Now I am thinking a lighter version complete_v2_state_transition() is 
probably ideal this.

when completeing an v2D all we really need is the next line.
> v2_msgid_schedule_next_initiator(ike); 

> 
>     Second One seems to harder to trace. Here are the symptoms that I found so
>     far.  Rekaying IPsec fails with the following message and the connections
>     disappears. If you have auto=route it may come back again. auto=route is a
>     bandaid.
> 
>     Apr  6 13:58:50.367487: | ikev2_child_sa_respond returned
>     STF_INTERNAL_ERROR
> 
> 
> 
> Any ideas on what triggered the internal error?

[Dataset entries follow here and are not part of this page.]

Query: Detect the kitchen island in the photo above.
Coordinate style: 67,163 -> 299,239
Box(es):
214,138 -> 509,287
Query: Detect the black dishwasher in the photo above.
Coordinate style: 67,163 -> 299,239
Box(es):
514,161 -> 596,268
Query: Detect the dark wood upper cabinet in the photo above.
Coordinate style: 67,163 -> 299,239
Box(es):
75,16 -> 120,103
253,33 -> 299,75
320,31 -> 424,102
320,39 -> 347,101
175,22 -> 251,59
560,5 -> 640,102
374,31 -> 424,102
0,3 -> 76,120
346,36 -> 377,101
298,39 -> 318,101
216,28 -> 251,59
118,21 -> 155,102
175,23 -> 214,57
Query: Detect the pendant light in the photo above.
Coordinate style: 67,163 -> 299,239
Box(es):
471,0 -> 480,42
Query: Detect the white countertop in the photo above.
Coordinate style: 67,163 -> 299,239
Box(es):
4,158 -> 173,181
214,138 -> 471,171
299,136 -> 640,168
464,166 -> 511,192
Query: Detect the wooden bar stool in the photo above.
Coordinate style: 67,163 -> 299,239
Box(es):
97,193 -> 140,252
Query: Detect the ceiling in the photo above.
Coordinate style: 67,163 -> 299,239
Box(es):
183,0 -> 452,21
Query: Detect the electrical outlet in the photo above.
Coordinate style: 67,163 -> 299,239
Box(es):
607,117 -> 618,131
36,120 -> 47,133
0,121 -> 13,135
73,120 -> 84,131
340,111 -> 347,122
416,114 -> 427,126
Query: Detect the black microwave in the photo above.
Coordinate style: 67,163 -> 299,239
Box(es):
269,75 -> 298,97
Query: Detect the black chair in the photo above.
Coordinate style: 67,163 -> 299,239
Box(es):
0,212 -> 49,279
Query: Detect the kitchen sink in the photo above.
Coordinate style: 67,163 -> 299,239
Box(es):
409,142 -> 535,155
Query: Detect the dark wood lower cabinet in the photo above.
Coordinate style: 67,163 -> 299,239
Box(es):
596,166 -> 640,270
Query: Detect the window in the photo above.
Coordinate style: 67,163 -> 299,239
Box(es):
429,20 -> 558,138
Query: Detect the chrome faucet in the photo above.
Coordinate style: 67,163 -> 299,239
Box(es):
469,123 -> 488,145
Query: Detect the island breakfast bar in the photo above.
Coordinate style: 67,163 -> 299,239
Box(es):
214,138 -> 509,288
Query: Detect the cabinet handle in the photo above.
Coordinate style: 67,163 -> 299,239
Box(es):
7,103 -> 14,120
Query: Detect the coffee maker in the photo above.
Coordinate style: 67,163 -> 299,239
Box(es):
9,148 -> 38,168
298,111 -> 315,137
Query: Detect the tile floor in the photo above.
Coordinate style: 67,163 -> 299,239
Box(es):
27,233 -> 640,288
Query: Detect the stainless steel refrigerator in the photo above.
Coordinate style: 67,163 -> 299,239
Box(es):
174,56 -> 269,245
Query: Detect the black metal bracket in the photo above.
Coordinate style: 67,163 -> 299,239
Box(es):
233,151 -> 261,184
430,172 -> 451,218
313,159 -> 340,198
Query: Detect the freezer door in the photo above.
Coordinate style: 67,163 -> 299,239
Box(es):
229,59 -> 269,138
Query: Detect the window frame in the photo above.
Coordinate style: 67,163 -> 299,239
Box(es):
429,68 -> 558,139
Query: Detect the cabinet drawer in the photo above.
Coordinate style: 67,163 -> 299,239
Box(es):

I know one step further. the line shown bellow "EVENT_SA_EXPIRE, timeout in 
0 seconds" is the cause. However, I don't why pluto schedule this 
EVENT_SA_EXPIRE. 

Did you look a the log?

> 
>     Apr  6 13:58:50.367426: "west/68x0" #3699: CHILD SA to rekey #3500 vanished
>     abort this exchange
> 
>     the internal error seems to caused  EVENT_SA_EXPIRE, timeout in 0 seconds
>     which removed predecessor state before rekey send the message.
> 
>     Apr  6 13:58:50.237455: | inserting event EVENT_SA_EXPIRE, timeout in 0
>     seconds for #3500
> 
>     Apr  6 13:58:50.230304: | duplicating state object #3606 "west/100x0" as
>     #3699 for IPSEC SA
>     Apr  6 13:58:50.226728: | handling event EVENT_SA_REPLACE for child state #
>     3500
> 
>     It seems when replace is hit, code decided to rekey, and also scheduled an
>     EXPIRE. Usually margin is 70s or so Which is enough to rekey. In this case
>     it margin end as 0.
> 
>     Bellow is link to full log of test ikev2-child-rekey-08-deadlock. I ran it
>     manually for longer time. It took 58 minutes before this error to occured.
> 
>     WARNING: the following log is big 100s Mega bytes, careful when clicking on
>     the link in a browser. It is better to download it using wget to read.
> 
>     https://swantest.libreswan.fi/s2/ikev2-child-rekey-08-deadlock/OUTPUT/
>     west.pluto.log.gz
> 
>     I let the test run, it happend twice in about 6 hours.
> 
>     Apr  6 13:58:50.367426: "west/68x0" #3699: CHILD SA to rekey #3500 vanished
>     abort this exchange
>     Apr  6 17:49:44.228126: "west/39x0" #18513: CHILD SA to rekey #18320
>     vanished abort this exchange
> 
>     Looking back in older logs, Tuomo's log, I see the same sequence and
>     connrection restarting either due to keying tries or traffic. He is running
>     with default rekey margin and fuzz, while the test  has shorter rekey
>     margin.  Note it is not just because of shorter rekey margin or salifetime.
> 
>     The oldest seems to hapeend in
> 
>     "Apr 18 00:57:47 foo-gw pluto[5139]: "antony-ams" #915: Child SA to rekey #
>     912 vanished abort this exchange"
> 
>     I am wondering where is the bug? pluto's rekey margin calcuation, or some
>     other logic forcing the EXPIRE event.